Quien migra se transforma en guardián de los afectos, tejedor de puentes invisibles, custodio de la memoria. Porque cuando el cuerpo no puede abrazar, el alma se expande para sostener lo que ama. Y así, el amor se convierte en fe: en la esperanza de un reencuentro, en la promesa de que ningún adiós será definitivo.
III. Migración: dolor fértil
Migrar duele. Es un duelo sin cadáver, una despedida sin fecha. Pero también es fértil. Porque en medio de la pérdida, uno se reconstruye. Aprende nuevas palabras, prueba sabores que antes parecían extraños, acepta culturas que al principio se sentían frías.
La identidad se reconfigura. El hogar ya no es una dirección, sino una sensación. La patria se vuelve una canción compartida con amigos en otra lengua. Y el amor se convierte en una elección diaria: amar lo que se fue, pero también lo que llega.
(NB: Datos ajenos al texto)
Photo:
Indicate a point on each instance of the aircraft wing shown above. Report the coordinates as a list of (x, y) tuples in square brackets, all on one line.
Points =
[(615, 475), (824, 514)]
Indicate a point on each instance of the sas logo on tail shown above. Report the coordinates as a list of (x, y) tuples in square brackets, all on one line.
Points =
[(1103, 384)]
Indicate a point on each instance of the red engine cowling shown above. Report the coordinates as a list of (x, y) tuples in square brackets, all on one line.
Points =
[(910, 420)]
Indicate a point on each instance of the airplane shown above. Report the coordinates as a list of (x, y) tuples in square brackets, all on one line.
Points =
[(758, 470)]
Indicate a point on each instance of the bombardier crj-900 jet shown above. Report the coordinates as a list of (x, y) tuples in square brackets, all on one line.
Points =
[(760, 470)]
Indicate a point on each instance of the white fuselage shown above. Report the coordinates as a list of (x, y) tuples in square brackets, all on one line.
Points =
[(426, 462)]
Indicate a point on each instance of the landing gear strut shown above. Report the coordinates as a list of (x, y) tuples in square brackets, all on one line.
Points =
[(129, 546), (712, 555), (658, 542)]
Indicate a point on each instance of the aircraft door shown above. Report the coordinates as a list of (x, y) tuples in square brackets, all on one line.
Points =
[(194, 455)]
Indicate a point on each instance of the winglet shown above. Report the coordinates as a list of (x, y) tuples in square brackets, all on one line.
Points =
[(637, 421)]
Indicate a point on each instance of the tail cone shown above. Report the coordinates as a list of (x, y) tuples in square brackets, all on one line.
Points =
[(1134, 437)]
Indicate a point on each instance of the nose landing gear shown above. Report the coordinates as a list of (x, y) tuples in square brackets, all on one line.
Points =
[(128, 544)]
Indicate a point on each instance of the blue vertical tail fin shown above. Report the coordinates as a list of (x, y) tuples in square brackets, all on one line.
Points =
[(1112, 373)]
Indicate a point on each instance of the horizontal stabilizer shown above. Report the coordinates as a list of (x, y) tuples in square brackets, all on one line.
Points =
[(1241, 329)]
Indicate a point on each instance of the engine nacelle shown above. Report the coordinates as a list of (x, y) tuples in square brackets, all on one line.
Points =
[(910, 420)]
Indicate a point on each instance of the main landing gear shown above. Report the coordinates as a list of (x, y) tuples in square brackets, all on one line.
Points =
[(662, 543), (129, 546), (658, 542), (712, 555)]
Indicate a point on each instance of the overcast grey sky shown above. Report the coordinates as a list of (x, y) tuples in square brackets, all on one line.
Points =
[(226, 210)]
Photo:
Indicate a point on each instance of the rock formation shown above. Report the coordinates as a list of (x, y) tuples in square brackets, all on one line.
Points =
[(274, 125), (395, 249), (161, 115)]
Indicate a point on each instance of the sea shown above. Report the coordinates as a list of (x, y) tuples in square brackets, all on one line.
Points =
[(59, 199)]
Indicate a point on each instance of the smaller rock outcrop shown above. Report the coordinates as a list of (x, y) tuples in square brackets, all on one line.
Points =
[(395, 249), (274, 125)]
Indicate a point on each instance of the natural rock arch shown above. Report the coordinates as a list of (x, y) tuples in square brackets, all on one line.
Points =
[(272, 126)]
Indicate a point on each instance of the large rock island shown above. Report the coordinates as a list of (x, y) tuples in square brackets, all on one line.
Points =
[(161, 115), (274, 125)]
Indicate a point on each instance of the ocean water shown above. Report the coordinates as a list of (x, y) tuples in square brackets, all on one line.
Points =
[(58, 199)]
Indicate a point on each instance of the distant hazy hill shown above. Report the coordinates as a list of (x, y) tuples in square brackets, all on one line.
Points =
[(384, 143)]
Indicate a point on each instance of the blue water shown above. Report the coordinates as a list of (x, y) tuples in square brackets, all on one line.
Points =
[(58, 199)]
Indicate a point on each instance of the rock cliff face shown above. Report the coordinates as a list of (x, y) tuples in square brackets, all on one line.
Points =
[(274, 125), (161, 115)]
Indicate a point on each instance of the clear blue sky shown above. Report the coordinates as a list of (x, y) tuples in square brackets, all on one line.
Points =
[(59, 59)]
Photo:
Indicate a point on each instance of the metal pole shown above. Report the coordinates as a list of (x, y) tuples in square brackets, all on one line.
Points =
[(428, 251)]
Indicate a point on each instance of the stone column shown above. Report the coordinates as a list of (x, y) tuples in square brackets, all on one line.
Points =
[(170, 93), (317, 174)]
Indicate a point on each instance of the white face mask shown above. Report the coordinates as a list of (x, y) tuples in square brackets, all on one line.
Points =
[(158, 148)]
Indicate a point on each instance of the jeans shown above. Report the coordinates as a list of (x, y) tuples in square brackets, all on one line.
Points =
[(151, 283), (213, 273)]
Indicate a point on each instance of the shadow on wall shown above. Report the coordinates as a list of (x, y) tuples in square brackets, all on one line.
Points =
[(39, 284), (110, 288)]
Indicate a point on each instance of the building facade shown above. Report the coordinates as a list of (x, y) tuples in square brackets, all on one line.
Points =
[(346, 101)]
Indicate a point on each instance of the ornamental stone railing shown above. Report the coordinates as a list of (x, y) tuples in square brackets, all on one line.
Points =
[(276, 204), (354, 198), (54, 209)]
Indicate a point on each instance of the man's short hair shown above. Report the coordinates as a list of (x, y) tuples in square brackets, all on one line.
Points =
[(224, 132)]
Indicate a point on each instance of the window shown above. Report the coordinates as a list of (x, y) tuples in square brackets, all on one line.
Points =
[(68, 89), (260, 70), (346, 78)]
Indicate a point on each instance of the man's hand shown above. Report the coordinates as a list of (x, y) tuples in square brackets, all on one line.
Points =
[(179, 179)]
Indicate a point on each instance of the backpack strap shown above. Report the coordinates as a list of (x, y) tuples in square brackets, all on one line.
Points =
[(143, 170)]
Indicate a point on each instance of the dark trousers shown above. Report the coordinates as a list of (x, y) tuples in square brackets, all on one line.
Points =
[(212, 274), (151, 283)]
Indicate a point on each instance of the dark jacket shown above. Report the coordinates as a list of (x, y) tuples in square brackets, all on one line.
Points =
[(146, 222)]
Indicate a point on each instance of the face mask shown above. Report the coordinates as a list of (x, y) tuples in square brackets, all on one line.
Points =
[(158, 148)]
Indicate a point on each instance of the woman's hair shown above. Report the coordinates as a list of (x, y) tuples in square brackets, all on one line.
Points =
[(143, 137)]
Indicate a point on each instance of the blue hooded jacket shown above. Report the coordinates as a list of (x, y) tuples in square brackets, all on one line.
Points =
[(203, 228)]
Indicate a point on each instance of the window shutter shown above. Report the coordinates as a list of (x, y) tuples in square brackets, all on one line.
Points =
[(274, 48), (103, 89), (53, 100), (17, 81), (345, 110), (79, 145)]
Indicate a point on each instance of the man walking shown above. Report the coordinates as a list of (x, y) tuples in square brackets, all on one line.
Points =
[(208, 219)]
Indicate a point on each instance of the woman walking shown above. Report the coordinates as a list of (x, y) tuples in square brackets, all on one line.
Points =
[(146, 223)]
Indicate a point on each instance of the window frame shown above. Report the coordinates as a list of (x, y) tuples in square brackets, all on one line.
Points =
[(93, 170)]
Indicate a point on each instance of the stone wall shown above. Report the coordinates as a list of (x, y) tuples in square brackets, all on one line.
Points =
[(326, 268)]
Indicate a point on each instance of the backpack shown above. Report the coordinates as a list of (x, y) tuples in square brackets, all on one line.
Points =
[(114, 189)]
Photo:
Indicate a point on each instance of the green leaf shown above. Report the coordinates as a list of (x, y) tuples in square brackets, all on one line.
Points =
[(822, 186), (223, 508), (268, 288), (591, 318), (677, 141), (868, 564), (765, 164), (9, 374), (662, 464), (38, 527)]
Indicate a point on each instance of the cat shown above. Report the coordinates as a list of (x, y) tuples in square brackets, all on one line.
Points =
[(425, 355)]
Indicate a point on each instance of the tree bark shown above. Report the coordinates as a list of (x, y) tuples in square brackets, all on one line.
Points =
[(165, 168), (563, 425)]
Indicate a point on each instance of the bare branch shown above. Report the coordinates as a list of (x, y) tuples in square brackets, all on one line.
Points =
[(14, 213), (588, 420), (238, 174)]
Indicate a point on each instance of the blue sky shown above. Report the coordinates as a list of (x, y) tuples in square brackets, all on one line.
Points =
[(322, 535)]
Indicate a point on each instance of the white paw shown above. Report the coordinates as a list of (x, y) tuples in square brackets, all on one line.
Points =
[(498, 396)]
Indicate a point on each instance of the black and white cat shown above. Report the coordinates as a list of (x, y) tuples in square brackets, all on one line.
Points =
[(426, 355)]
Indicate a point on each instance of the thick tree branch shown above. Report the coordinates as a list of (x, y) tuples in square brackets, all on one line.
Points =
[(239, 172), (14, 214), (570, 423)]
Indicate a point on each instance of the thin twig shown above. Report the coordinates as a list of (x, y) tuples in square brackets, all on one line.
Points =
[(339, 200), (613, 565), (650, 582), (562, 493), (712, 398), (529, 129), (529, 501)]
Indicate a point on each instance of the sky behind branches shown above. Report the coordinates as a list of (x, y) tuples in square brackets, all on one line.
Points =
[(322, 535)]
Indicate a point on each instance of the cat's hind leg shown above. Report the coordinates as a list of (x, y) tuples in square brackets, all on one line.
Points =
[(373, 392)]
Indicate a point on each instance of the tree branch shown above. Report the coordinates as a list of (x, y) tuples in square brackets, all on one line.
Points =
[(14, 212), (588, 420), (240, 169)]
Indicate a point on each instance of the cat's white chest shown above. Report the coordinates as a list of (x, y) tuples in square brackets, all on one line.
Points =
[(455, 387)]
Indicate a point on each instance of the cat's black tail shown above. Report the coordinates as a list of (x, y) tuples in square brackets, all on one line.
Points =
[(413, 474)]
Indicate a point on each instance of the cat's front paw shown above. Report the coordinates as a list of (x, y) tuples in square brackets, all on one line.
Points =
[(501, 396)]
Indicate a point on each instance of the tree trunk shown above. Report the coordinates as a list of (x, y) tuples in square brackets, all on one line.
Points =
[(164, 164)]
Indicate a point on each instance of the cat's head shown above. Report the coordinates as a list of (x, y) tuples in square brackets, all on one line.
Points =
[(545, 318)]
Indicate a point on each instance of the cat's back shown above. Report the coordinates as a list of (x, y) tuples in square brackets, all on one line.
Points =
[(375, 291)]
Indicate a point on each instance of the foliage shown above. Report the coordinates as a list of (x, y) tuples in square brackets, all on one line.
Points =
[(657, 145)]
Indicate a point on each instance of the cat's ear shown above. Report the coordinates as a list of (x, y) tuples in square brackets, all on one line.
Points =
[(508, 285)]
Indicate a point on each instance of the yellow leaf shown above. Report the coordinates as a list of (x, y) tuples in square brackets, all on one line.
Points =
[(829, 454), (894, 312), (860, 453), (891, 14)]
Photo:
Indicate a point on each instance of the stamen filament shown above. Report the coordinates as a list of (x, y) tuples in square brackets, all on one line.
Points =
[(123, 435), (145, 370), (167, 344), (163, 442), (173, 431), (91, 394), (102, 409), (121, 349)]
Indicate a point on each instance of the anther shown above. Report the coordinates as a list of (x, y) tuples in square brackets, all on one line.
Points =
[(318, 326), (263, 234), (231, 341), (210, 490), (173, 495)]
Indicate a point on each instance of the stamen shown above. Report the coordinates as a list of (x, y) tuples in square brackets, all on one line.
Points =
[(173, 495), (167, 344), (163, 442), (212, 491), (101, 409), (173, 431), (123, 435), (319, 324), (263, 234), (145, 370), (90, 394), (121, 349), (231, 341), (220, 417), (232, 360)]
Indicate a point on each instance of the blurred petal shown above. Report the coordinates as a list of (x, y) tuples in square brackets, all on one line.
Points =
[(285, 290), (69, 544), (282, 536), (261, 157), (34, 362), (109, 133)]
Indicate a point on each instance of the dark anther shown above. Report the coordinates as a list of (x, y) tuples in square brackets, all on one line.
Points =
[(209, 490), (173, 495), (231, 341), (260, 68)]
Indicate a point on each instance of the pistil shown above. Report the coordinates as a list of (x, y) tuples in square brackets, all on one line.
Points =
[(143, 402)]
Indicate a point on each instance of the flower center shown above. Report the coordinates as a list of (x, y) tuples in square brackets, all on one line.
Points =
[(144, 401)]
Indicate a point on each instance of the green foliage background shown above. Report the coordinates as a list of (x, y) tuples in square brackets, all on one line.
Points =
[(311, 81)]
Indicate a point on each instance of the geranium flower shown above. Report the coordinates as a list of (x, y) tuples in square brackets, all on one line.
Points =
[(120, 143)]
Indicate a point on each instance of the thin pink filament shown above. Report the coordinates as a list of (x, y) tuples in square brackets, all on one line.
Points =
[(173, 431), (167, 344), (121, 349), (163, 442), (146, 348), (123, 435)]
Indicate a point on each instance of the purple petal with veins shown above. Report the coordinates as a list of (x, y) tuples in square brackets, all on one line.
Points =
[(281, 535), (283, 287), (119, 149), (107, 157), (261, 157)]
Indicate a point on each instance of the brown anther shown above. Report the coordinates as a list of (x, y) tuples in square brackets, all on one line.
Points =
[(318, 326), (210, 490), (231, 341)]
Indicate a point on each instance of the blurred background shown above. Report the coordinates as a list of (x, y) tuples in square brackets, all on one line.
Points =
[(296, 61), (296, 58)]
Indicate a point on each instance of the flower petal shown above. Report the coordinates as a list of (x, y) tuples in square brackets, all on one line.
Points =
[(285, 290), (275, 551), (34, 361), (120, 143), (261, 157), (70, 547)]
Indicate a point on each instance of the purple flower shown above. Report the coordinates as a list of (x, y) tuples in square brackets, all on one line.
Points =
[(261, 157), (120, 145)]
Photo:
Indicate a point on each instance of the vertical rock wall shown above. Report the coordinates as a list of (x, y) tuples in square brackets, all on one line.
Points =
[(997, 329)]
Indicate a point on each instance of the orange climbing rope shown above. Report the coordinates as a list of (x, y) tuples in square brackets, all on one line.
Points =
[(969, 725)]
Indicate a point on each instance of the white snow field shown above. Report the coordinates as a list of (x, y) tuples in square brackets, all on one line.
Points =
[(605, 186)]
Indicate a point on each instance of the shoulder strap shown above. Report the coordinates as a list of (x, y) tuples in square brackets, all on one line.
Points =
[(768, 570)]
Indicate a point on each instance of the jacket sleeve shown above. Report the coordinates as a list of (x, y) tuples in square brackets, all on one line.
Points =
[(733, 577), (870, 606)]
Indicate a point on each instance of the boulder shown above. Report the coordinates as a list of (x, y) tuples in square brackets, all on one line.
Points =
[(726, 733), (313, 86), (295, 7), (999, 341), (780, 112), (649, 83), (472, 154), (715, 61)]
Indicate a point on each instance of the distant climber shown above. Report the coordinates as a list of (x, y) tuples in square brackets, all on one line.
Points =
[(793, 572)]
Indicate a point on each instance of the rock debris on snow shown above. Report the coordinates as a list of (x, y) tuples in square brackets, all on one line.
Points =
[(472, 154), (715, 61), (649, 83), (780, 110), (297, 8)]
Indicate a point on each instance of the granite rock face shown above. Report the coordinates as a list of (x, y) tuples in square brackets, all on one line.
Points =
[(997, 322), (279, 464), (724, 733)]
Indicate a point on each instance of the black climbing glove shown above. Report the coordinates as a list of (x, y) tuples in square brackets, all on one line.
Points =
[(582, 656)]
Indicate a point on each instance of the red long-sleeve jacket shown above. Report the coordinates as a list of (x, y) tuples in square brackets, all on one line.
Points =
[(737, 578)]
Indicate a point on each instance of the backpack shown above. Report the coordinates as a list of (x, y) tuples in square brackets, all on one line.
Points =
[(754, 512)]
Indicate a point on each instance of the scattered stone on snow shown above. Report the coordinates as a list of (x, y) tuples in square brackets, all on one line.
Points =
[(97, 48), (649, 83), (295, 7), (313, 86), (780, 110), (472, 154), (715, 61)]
Esa doble pertenencia, aunque confusa, enriquece. Porque quien ama dos mundos, ama más. Y quien sabe lo que es perderlo todo, valora incluso lo más pequeño. La migración, entonces, enseña una forma más profunda y consciente de amar.
- La esperanza como consuelo
«Lejos del amor, me duele la vida», canta Illapu. Y sí, duele. Pero ese dolor es también testimonio: si duele, es porque el amor existe. La distancia no lo borra, solo lo transforma. Lo convierte en anhelo, en espera activa, en deseo que late más allá del tiempo y la geografía.
El migrante vive entre dos tiempos: el del pasado que lo formó y el del futuro que espera alcanzar. Su presente es puente. Y sobre ese puente camina con los pies heridos pero el corazón firme, guiado por una certeza silenciosa: el amor verdadero nunca se apaga. Solo cambia de forma, se adapta, sobrevive.
Así, lejos del amor, el alma se agita, pero también se eleva. Porque el amor que no se toca, se siente más profundo. Y porque cuando finalmente el abrazo llegue, tendrá la fuerza de todos los días en que fue soñado.